সোমবার, ২২ জুলাই, ২০১৩

X company is considering dropping one of its product lines. What cost of product line would be relevant to decision? Irrelevant?



If x company mention these follows reason then it may relevant with decision.  Every decision involves a choice from among at least two alternatives. The costs and benefits of the alternatives should be compared when making the decision.
1. Identifying relevant costs. A relevant cost or benefit is a cost or benefit that differs between alternatives. Differential costs are relevant costs. Any cost or benefit that does not differ between alternatives is irrelevant and can be ignored in a decision. This is a tremendously powerful concept that allows us to ignore mounds of data when making decisions since most things are not affected by any given decision.

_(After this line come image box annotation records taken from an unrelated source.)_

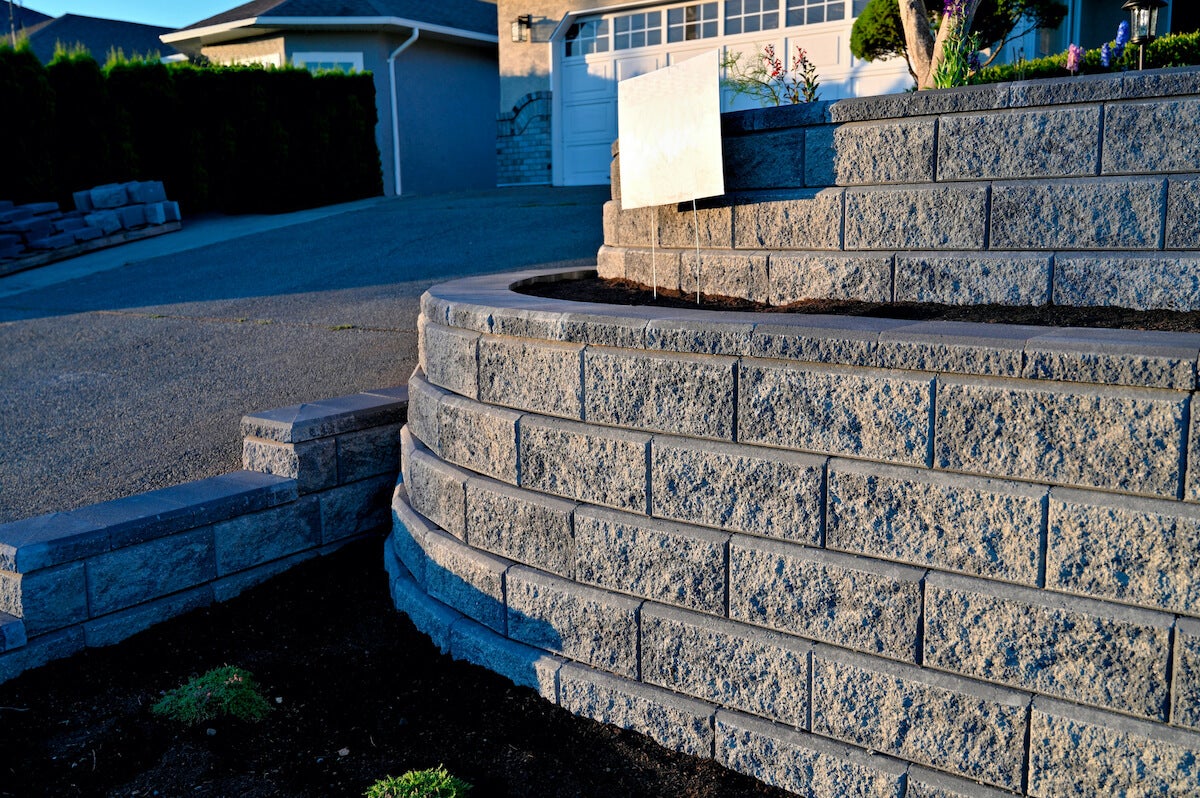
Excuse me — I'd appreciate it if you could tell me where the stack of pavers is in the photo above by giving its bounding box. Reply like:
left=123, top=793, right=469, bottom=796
left=0, top=180, right=180, bottom=274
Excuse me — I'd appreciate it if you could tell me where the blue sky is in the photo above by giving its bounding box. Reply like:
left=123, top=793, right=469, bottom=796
left=25, top=0, right=237, bottom=28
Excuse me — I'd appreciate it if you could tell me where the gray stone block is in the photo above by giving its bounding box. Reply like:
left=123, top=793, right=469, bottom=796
left=984, top=178, right=1166, bottom=249
left=518, top=415, right=650, bottom=512
left=479, top=336, right=583, bottom=419
left=937, top=106, right=1100, bottom=181
left=1028, top=698, right=1200, bottom=798
left=558, top=662, right=714, bottom=758
left=641, top=605, right=811, bottom=728
left=650, top=437, right=824, bottom=545
left=895, top=253, right=1051, bottom=305
left=438, top=396, right=521, bottom=485
left=826, top=460, right=1046, bottom=586
left=845, top=184, right=984, bottom=250
left=730, top=536, right=924, bottom=662
left=738, top=361, right=934, bottom=464
left=924, top=574, right=1174, bottom=721
left=935, top=377, right=1187, bottom=498
left=812, top=647, right=1028, bottom=790
left=733, top=189, right=844, bottom=250
left=467, top=478, right=576, bottom=578
left=768, top=253, right=893, bottom=306
left=713, top=710, right=908, bottom=798
left=575, top=506, right=730, bottom=614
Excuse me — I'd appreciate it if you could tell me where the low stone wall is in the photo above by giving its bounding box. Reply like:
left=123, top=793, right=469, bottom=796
left=599, top=67, right=1200, bottom=310
left=388, top=272, right=1200, bottom=798
left=0, top=388, right=408, bottom=682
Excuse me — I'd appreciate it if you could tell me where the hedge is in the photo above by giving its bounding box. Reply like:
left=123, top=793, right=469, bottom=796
left=0, top=46, right=383, bottom=214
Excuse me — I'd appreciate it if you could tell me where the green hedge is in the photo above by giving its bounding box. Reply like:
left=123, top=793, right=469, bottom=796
left=0, top=47, right=383, bottom=214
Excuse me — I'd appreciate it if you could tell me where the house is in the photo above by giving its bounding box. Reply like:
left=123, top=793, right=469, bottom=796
left=497, top=0, right=1200, bottom=185
left=162, top=0, right=498, bottom=194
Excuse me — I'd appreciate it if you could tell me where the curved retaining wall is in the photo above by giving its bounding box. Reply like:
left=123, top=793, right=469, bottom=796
left=388, top=268, right=1200, bottom=798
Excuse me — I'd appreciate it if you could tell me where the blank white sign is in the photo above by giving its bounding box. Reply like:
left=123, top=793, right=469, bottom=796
left=617, top=50, right=725, bottom=208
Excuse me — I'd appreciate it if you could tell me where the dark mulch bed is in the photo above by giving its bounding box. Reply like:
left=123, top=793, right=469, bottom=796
left=517, top=277, right=1200, bottom=332
left=0, top=540, right=785, bottom=798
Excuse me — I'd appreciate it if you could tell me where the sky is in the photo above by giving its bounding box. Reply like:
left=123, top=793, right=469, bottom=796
left=17, top=0, right=238, bottom=28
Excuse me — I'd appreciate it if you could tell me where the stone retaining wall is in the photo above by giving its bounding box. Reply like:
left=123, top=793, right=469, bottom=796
left=0, top=388, right=407, bottom=683
left=599, top=67, right=1200, bottom=310
left=386, top=272, right=1200, bottom=798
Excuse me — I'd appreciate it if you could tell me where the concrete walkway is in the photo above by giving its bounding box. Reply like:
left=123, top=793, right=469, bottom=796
left=0, top=187, right=607, bottom=522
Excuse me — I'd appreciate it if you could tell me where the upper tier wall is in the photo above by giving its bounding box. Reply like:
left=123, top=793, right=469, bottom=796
left=598, top=67, right=1200, bottom=310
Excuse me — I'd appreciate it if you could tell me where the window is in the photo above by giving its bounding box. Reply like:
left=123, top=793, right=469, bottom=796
left=667, top=2, right=716, bottom=42
left=725, top=0, right=779, bottom=36
left=787, top=0, right=846, bottom=25
left=566, top=19, right=608, bottom=55
left=612, top=11, right=662, bottom=50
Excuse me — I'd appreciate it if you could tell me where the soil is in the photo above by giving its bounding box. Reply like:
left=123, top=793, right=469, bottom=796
left=0, top=539, right=786, bottom=798
left=516, top=277, right=1200, bottom=332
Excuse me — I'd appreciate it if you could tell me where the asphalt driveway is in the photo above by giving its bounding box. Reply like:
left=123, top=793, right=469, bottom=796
left=0, top=187, right=607, bottom=523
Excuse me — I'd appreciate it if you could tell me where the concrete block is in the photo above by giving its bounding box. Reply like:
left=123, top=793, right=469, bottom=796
left=845, top=184, right=988, bottom=250
left=88, top=528, right=216, bottom=618
left=826, top=460, right=1046, bottom=586
left=769, top=253, right=893, bottom=306
left=895, top=253, right=1051, bottom=305
left=583, top=347, right=736, bottom=440
left=642, top=605, right=811, bottom=728
left=733, top=187, right=844, bottom=250
left=650, top=437, right=824, bottom=545
left=713, top=709, right=908, bottom=798
left=924, top=574, right=1174, bottom=721
left=1046, top=488, right=1200, bottom=616
left=558, top=662, right=715, bottom=758
left=812, top=647, right=1028, bottom=790
left=937, top=106, right=1100, bottom=181
left=575, top=506, right=730, bottom=614
left=438, top=396, right=521, bottom=485
left=730, top=536, right=924, bottom=662
left=993, top=178, right=1166, bottom=249
left=738, top=361, right=934, bottom=466
left=935, top=377, right=1187, bottom=498
left=479, top=336, right=583, bottom=419
left=518, top=416, right=650, bottom=512
left=506, top=565, right=641, bottom=679
left=467, top=478, right=576, bottom=578
left=1028, top=697, right=1200, bottom=798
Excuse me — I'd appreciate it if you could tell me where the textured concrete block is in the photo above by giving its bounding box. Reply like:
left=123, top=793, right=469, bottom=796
left=438, top=396, right=521, bottom=485
left=575, top=506, right=730, bottom=614
left=1028, top=698, right=1200, bottom=798
left=937, top=106, right=1100, bottom=181
left=642, top=605, right=811, bottom=728
left=714, top=710, right=907, bottom=798
left=1046, top=488, right=1200, bottom=616
left=730, top=536, right=924, bottom=662
left=812, top=647, right=1028, bottom=790
left=738, top=361, right=934, bottom=464
left=467, top=478, right=576, bottom=578
left=520, top=416, right=650, bottom=512
left=650, top=437, right=824, bottom=545
left=924, top=574, right=1174, bottom=720
left=479, top=336, right=583, bottom=419
left=935, top=377, right=1187, bottom=498
left=845, top=184, right=988, bottom=250
left=1054, top=253, right=1200, bottom=311
left=733, top=189, right=844, bottom=250
left=895, top=253, right=1050, bottom=305
left=558, top=662, right=714, bottom=758
left=974, top=178, right=1165, bottom=249
left=506, top=565, right=642, bottom=679
left=826, top=460, right=1046, bottom=586
left=769, top=253, right=892, bottom=306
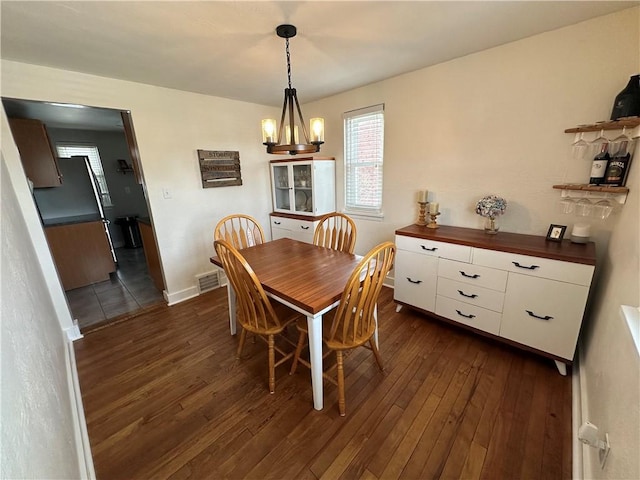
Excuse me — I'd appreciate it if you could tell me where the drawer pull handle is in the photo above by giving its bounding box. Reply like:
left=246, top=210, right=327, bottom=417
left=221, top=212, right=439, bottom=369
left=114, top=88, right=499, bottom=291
left=458, top=290, right=477, bottom=298
left=511, top=262, right=540, bottom=270
left=459, top=270, right=480, bottom=278
left=525, top=310, right=553, bottom=320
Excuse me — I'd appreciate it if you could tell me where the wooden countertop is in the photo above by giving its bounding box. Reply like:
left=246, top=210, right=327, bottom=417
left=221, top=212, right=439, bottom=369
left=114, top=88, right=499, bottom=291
left=396, top=224, right=596, bottom=265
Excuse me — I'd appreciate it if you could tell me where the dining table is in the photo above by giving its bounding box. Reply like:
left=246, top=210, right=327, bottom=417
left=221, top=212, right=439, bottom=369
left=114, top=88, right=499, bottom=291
left=210, top=238, right=364, bottom=410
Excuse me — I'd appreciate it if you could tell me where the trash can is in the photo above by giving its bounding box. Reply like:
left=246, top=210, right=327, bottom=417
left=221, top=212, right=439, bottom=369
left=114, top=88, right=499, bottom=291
left=116, top=215, right=142, bottom=248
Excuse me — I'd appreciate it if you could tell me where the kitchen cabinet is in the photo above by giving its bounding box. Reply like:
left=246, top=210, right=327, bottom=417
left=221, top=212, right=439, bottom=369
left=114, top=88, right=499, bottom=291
left=394, top=225, right=595, bottom=374
left=44, top=220, right=116, bottom=290
left=269, top=157, right=336, bottom=217
left=9, top=118, right=62, bottom=188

a. All sunk costs (i.e., costs already irrevocably incurred) are irrelevant since they will be the same for any alternative. All future costs that do not differ between alternatives are irrelevant.
b. Any cost that is avoidable is potentially relevant. An avoidable cost is a cost that can be eliminated (in whole or in part) as a result of choosing one alternative over another.
c. When making a decision, eliminate all irrelevant costs. Make the decision based on the remaining, relevant costs.
2. If irrelevant. Costs that are relevant in one decision situation are not necessarily relevant in another. In each situation the manager must examine the data and isolate the relevant costs.
                                               
NOTE: Don't develop incorrect rules of thumbs for identifying relevant costs. One such popular thumb-rule is that variable costs are relevant and fixed costs are irrelevant. This thumb-rule is wrong. The fixed costs that differ between alternatives and that are therefore relevant.